You try to handwave this away with "poorly architected is poorly architected" but... I don't think you can say that and say you don't get the backlash in the same sentence.

You describe that as "all those problems go away" but they don't go away for free! Nor do I agree that they're worth the cost of unfamiliar tooling in most cases, anyway.

They only go away if you get the architecture right, and the monorepo does not have inherent architectural guardrails against getting it wrong. That's the big difference between the hype and the reality.

You can easily get independently-deployed services sharing code in ugly tangled ways. Weird weird ugly crap done because service A just isn't ready to upgrade to the new version of library B even though service C needs it for a new feature, instead of just keeping service A on the previous version of a published artifact for longer. Sometimes that sort of thing is billed as a good thing - "force the team to update all their consumers before making breaking changes" - but in practice you get hacks and weird workarounds.

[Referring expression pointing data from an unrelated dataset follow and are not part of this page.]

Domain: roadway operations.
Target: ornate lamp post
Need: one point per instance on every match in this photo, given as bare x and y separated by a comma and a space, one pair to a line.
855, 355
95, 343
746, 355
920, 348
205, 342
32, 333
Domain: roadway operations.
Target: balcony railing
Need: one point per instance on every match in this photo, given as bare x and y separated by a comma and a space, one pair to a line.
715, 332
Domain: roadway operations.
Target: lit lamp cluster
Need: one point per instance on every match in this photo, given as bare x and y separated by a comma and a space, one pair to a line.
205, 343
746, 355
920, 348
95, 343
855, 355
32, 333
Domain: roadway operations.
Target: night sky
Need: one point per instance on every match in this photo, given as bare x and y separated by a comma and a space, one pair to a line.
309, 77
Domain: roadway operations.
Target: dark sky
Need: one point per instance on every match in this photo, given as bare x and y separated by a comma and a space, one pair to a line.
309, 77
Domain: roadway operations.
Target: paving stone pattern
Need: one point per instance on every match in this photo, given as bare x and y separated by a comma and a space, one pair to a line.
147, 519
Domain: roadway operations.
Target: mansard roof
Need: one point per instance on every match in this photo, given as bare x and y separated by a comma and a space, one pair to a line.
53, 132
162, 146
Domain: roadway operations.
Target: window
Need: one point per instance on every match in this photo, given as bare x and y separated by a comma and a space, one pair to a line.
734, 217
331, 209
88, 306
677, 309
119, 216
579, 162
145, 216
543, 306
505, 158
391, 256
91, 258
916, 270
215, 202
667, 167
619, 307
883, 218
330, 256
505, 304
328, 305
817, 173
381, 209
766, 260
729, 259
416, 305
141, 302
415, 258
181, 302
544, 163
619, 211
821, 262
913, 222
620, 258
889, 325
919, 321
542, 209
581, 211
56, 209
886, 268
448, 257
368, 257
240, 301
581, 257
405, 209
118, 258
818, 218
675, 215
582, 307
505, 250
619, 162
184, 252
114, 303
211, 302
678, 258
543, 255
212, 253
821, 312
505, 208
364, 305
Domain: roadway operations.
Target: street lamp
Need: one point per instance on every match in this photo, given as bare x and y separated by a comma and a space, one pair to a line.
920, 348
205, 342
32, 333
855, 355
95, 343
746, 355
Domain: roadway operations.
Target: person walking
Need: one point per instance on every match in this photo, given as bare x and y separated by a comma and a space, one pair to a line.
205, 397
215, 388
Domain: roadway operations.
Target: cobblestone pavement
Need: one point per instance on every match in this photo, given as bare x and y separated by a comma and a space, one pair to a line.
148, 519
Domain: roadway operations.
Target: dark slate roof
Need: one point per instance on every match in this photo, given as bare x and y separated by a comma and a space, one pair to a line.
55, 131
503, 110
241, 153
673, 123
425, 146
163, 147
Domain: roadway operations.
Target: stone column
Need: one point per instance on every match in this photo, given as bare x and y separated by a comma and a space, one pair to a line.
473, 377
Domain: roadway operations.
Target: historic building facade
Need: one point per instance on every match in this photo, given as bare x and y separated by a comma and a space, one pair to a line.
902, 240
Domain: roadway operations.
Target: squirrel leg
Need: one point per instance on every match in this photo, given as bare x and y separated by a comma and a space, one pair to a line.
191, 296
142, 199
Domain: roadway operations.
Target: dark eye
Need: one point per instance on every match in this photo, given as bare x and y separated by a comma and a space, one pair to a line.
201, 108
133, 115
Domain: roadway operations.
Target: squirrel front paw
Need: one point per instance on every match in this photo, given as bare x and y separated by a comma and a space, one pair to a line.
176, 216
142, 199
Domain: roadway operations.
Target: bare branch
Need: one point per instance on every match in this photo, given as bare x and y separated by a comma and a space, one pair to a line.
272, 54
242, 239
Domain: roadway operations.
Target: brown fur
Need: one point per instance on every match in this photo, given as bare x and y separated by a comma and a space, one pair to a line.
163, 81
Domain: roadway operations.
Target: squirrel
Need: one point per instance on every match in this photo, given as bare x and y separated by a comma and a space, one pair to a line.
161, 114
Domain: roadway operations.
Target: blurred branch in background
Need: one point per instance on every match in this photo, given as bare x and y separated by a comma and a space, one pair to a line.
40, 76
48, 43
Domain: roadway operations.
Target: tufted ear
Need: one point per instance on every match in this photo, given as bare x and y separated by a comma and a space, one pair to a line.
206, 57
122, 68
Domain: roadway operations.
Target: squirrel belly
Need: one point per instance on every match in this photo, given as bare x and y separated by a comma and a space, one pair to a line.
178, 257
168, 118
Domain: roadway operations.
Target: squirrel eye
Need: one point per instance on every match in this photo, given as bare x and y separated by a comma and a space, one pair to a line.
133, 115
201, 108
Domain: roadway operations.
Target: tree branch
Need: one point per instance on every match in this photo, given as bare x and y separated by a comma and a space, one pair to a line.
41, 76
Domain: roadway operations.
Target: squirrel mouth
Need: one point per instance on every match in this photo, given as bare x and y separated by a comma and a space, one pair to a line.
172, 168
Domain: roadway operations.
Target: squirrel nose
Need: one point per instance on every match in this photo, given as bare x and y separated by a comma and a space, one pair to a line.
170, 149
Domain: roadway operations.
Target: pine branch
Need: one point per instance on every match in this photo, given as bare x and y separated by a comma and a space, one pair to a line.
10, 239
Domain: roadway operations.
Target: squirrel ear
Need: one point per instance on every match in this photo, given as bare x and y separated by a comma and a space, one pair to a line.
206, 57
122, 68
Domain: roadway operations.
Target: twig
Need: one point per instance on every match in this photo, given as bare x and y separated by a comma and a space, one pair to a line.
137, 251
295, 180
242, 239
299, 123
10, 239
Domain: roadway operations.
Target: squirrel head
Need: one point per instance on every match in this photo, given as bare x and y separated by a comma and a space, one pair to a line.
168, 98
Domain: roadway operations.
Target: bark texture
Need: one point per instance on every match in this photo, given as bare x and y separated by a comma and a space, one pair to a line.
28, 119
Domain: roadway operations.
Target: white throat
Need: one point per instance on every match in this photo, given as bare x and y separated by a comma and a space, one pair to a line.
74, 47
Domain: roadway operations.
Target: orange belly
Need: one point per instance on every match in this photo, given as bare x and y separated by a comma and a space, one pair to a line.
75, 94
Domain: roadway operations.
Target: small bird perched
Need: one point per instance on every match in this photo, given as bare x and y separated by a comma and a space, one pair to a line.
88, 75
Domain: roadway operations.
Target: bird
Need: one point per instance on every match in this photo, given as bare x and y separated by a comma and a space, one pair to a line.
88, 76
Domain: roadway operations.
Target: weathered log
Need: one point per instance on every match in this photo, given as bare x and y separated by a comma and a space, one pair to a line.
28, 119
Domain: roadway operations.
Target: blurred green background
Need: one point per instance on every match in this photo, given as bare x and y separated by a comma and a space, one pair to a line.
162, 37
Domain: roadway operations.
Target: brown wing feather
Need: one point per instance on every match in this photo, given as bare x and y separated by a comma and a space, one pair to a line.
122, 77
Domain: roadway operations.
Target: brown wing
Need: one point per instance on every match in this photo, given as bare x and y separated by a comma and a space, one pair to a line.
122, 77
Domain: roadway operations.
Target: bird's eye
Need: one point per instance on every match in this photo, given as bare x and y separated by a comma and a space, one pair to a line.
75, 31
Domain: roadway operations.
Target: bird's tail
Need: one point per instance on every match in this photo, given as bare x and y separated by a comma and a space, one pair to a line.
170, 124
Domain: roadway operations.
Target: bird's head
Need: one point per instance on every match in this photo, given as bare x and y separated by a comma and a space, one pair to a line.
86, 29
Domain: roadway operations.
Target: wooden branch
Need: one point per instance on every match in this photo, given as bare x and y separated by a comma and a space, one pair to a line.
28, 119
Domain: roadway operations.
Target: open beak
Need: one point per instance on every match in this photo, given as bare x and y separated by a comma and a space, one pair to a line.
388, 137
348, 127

Weird compilation or runtime errors because this team wanted to use a different JVM language in this part than this other team did in that part, and the tooling got super confused.

"Just use bazel from day 1 and make sure separation of concerns is good" and so on and so on - sure, sure, sure. But now we're not talking monorepos, we're talking specific tooling too. And every layer of doing it differently you add is another chance to fuck up.